A nuclear holocaust. A meteor collision. A zombie apocalypse. The end of the world is such a scary proposition that some people are already preparing for it. In fact, this British handyman built an underground shelter so nice that we’d gladly move into it right now.
The so-called “Apocalypse Bunker” is just one in a long list of crazy projects undertaken by quirky inventor Colin Furze. The 37-year-old British YouTuber has built everything from the world’s longest motorcycle to a working hoverbike.
Since joining YouTube in 2006, Furze has accrued almost 3.5 million subscribers and 350 million views. He doesn’t keep fans waiting long, either.
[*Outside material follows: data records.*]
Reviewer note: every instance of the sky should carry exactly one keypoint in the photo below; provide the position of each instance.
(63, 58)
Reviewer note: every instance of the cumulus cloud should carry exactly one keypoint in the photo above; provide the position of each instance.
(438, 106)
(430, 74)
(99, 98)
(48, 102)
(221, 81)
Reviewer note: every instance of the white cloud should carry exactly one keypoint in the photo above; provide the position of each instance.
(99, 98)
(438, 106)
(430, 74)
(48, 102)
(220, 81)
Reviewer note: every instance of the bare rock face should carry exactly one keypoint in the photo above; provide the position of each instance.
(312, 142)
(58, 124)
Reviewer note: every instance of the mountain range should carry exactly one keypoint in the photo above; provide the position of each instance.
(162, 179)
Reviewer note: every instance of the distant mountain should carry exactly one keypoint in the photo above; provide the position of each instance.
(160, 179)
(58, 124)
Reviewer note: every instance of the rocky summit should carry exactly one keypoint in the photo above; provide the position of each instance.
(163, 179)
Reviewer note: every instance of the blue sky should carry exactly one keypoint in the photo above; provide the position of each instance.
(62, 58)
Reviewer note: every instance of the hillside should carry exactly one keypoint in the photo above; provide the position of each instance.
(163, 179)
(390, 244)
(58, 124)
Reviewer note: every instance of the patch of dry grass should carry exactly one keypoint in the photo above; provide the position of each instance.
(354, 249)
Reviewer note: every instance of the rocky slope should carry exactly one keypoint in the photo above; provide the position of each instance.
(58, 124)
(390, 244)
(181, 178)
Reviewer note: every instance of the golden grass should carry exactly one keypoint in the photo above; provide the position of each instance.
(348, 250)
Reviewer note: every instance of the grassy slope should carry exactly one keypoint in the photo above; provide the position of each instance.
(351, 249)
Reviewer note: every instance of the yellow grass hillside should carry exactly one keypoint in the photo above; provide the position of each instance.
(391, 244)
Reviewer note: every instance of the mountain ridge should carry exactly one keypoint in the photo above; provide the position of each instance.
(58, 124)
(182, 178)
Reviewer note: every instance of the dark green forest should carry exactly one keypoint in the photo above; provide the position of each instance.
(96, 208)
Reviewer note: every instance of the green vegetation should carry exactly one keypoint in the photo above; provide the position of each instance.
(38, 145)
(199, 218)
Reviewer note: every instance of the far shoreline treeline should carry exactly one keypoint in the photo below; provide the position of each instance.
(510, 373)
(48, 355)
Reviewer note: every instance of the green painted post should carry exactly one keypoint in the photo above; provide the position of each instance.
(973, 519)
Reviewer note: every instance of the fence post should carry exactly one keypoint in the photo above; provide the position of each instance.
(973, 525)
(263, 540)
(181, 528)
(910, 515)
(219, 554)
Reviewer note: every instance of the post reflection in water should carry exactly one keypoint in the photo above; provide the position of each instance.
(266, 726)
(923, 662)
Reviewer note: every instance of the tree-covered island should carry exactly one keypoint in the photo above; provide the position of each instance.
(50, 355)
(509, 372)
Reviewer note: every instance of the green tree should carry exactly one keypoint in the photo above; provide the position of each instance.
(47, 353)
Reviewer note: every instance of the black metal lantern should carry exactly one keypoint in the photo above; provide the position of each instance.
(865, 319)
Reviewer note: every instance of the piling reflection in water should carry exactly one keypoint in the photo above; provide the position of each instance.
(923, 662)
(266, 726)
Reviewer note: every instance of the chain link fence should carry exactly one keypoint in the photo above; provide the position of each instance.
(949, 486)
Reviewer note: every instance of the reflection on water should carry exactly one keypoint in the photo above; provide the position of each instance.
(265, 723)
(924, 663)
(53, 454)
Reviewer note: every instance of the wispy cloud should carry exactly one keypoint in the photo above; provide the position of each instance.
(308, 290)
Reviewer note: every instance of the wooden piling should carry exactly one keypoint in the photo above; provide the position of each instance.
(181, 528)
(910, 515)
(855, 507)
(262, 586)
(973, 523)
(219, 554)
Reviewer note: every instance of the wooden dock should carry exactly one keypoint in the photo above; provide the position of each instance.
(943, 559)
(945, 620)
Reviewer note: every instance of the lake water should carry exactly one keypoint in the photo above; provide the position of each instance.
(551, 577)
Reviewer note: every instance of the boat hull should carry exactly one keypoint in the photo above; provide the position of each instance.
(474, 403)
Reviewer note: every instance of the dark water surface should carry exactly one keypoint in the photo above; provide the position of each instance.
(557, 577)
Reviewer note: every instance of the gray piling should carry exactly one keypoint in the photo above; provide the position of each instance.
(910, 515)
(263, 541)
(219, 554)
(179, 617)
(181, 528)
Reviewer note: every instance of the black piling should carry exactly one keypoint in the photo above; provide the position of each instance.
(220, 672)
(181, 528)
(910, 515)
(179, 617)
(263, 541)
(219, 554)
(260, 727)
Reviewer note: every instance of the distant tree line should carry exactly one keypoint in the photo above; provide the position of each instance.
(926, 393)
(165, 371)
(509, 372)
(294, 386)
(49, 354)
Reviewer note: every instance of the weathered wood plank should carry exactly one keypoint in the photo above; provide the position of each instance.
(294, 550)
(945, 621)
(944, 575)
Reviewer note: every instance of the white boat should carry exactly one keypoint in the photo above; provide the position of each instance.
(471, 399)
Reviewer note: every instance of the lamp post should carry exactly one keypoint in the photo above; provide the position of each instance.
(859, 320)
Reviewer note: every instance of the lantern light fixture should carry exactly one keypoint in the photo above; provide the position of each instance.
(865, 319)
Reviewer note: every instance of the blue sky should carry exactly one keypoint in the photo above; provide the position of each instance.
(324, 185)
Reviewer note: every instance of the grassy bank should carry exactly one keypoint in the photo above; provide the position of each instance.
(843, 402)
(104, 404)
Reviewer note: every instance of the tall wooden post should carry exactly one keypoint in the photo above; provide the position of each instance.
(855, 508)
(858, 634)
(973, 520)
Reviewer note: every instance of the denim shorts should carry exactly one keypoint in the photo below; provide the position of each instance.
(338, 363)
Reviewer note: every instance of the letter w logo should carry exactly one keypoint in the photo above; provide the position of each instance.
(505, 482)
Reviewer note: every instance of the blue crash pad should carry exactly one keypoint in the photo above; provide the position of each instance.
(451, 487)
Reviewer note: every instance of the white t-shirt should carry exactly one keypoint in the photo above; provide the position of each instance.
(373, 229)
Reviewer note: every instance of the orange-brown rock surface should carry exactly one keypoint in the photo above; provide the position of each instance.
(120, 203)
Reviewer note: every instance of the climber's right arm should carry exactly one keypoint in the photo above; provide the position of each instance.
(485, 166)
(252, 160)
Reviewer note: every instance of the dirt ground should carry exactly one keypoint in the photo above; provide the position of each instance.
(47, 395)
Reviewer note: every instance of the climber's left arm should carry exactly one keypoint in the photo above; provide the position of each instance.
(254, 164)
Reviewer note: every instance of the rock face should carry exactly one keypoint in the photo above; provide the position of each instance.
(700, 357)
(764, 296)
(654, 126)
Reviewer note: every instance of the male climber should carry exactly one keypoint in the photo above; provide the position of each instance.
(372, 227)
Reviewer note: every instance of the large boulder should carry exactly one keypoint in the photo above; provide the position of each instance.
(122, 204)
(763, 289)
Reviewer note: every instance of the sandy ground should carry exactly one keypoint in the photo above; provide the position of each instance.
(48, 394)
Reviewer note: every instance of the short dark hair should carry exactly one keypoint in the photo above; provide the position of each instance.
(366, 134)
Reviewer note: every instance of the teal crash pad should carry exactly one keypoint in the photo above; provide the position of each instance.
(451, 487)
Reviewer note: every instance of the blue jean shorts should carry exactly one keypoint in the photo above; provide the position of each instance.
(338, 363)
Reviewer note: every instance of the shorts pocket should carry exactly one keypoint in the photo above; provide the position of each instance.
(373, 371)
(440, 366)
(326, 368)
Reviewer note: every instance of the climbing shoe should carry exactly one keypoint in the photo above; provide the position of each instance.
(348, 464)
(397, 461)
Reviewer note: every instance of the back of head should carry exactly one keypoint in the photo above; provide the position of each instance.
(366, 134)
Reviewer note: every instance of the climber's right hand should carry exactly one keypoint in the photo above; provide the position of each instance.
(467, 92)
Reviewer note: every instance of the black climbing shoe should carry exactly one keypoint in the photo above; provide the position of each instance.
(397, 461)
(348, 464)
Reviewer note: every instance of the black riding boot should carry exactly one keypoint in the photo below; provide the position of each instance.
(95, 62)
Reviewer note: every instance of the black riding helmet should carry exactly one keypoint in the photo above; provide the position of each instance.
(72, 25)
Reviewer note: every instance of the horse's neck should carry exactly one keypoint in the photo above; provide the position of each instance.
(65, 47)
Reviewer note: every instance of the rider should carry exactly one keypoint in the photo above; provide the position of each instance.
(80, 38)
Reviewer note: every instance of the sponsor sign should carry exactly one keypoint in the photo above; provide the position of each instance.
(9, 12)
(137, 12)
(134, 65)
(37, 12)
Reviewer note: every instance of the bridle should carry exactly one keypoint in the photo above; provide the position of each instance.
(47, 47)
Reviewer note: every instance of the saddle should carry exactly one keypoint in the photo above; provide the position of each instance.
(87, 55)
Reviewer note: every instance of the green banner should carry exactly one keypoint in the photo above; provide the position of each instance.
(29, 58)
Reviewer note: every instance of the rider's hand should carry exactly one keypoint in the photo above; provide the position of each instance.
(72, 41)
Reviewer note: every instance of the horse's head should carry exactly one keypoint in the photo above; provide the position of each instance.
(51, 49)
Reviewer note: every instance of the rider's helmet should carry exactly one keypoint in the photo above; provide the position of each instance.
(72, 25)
The do-it-yourself innovator posts new videos of his crazy projects every week.
You might be surprised to hear that the Stamford, England, native dropped out of high school at 16 to become a plumber. Still, it wasn’t until 2011 that he got his big break on the TV program Gadget Geeks, where he built gadgets to help people solve problems.
What’s more, Furze doesn’t have any mechanical or engineering training, which is astonishing when you consider the complexity of some of his inventions. Building a swing that completes a full 360-degree circle, for instance, certainly requires some advanced technical knowledge.
But in September 2015 Furze decided to do something a little different. Instead of inventing a crazy contraption, he would create a self-sufficient, apocalypse-proof underground shelter.
Furze got the idea to build the bunker when U.K. TV station Sky 1 approached him about promoting their new comedy show You, Me and the Apocalypse, in which a group of people are faced with the end of the world. And in return for promoting the show, Sky agreed to pay for the entire project.
To start off, the wacky inventor created a basic plan. He would excavate a large hole in his backyard, build the bunker, fill the surrounding space with concrete and cover it up with grass turf, all as if nothing had ever happened.
For the first part of the project, Furze brought in diggers to excavate an 11.5-foot-deep square with an adjacent space for a hallway. And after digging through soil and rock, it was time to switch over to building the actual bunker.
Now although many commenters told him to just lower a shipping container into the hole, Furze thought it would “make for a pretty grim room.” Instead, then, he decided to build the bunker from scratch by welding together steel sheets and beams.
With help from a friend, the innovator constructed the floor, walls and a curved roof for the bunker as well as a small hallway that would lead to the surface. A test soon followed, too: it started to rain. But – with the exception of some water that got in before the roof was finished – the steel construction proved to be waterproof.
All in all, Furze estimates that they welded together about 6 tons of steel. It was certainly the most daunting part of the project as well; as Furze joked, “If I never see a welder again for the next few weeks it would not bother me.”
But with the hardest part finished, it was now time to add ventilation pipes, electric wiring and a hatch going up to the surface. After that, the remaining space underneath, around and on top of the bunker was filled with 2,118 cubic feet of concrete for support and protection.
For the next step, the remaining space on top of the concrete was filled with gravel and then soil. And the fact that the bunker’s roof was able to hold the weight of the concrete, gravel, soil and a 2-ton digger proved just how durable it was.
Finally, with the soil nice and compact, the grinning innovator rolled out the grass turf to cover the ground. In his own words, the bunker “disappeared, you can’t see it, you don’t even know it’s there.”
With the job all but done, for the last and final step Furze built a new shed to cover the concrete roof around the hatch leading down to the bunker. The first sight of the shelter, then, is a ladder that descends down into a narrow hallway.
Looks good, right? And as Furze jokingly admits, unless an apocalypse scenario actually happens, he’ll use the bunker as a man cave. Accordingly, he stocked the underground lair with a couch, a flatscreen TV, gaming consoles and even a drum set.
Indeed, the bunker is entirely self-sufficient and includes a bed, kitchen area, shelves stocked with nonperishable food and a toilet. Meanwhile, a macerating unit processes all waste and pumps it up to the surface.
Additionally, while the bunker receives water and power from the house above, it’s also stocked with water and electrical generators. But probably the coolest gadget is the remote-control assault rifle. In a tight situation, this could be used to get rid of unwanted intruders perhaps trying to open the hatch.
Furze says the project took almost two months to complete. In fact, it reminded him of what he “used to do as a child but another 11 levels higher and then some.” He plans to add an air filtration system in future, too, but the bunker is otherwise fully operational. And while he probably hopes he’ll never have to use it, it’s a nice contingency plan for Armageddon.